Der Normung kommt bei der Etablierung einer klimaresilienten Gesellschaft eine zentrale Rolle zu. So verweisen unter anderem das Klimaanpassungsgesetz sowie die Deutsche Anpassungsstrategie (DAS) ausdrücklich auf die Anwendung einheitlicher Normen. Zudem wird die Entwicklung messbarer Anpassungsziele angestrebt. Die Umsetzung des europäischen Klimagesetzes wird darüber hinaus durch das neue Normungsmandat M/617 gezielt unterstützt. Normen schaffen hierbei eine gemeinsame fachliche Grundlage, um klimabedingte Einwirkungen einheitlich zu bewerten, technische Anforderungen vergleichbar zu definieren und Anpassungsmaßnahmen nachvollziehbar umzusetzen.
Um das Thema Klimaanpassung auch in der Elektrotechnik gezielt voranzubringen, richtet die VDE ETG eine Task Force ein. In diesem Gremium sollen die vielfältigen Facetten und Fragestellungen der Klimaanpassung systematisch betrachtet werden. Im Unterschied zum Klimaschutz zielt die Klimaanpassung darauf ab, technische Systeme und Infrastrukturen an bereits eintretende und künftig erwartete klimatische Veränderungen anzupassen. Dabei kommt den bereits gesammelten Erfahrungen der unterschiedlichen Akteure entlang der energietechnischen Wertschöpfungskette eine besondere Bedeutung zu, da sie eine wesentliche Grundlage für die Entwicklung branchenweiter Standards und deren einheitliche Umsetzung bilden.
Im Fokus stehen unter anderem die Versorgungssicherheit und -zuverlässigkeit bei Extremereignissen, die Auswirkungen von Umwelteinflüssen auf Materialeigenschaften sowie deren Konsequenzen für Material- und Produktprüfungen. Darüber hinaus werden klimabedingte Einwirkungen wie Wind- und Eislasten, Starkregen, Hitzewellen und UV-Strahlung – insbesondere mit Blick auf die Erzeugung erneuerbarer Energien – analysiert. Ergänzend werden die Auswirkungen des Klimawandels auf Bestands- und Neuanlagen betrachtet.
Ziele und geplante Ergebnisse
Die Intention der Task Force besteht in erster Linie darin, ein breites Bewusstsein für die Notwendigkeit der Klimaanpassung im elektrotechnischen Sektor zu schaffen.
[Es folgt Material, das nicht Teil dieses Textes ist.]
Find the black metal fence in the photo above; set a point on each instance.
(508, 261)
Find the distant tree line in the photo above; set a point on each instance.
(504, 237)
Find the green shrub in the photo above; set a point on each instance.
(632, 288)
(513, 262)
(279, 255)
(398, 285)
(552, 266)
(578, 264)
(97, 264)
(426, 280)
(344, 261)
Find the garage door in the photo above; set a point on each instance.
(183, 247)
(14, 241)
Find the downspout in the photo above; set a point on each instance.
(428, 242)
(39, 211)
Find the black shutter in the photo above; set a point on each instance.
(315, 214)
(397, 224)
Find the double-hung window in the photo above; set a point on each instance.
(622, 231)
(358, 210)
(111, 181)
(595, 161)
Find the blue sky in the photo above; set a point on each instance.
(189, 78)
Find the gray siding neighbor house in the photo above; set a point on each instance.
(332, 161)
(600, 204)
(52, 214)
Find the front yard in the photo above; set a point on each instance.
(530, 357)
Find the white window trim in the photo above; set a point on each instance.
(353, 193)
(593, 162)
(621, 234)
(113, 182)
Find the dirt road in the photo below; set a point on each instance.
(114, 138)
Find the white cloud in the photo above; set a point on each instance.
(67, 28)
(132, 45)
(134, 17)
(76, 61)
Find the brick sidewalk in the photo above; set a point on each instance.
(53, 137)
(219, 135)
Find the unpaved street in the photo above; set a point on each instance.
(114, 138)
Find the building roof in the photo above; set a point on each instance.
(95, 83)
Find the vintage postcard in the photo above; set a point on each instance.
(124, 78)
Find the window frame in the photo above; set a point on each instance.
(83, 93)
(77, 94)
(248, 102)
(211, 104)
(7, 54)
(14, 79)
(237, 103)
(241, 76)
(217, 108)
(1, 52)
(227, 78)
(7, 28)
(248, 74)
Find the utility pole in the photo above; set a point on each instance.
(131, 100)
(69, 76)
Auf dieser Grundlage sollen kurzfristig neue Expertinnen und Experten gewonnen werden, um den steigenden fachlichen Anforderungen gerecht zu werden und insbesondere der in den kommenden Jahren erwarteten Novelle der DAS wirksam zu begegnen.
Mittelfristig soll die Task Force zudem als Plattform für den fachlichen Austausch elektrotechnischer Sachverständiger etabliert werden. Ziel ist es, eine zukunftsfähige Infrastruktur unter den sich durch den Klimawandel verändernden Rahmenbedingungen sicherzustellen. Unter Infrastruktur werden hierbei insbesondere Geräte, Komponenten und Systeme verstanden, die vor dem Hintergrund klimatischer Veränderungen geplant, installiert und betrieben werden müssen. Das frühzeitige Erkennen damit verbundener Herausforderungen und Chancen kommt dabei eine zentrale Bedeutung zu. Die gewonnenen Erkenntnisse sollen gezielt in die internationale Normungsarbeit eingebracht werden, um die Weiterentwicklung bestehender IEC Normen sowie die Initiierung neuer Normungsvorhaben im Kontext der Klimaanpassung zu unterstützen und deutsche sowie europäische Positionen frühzeitig im internationalen Konsensprozess zu verankern.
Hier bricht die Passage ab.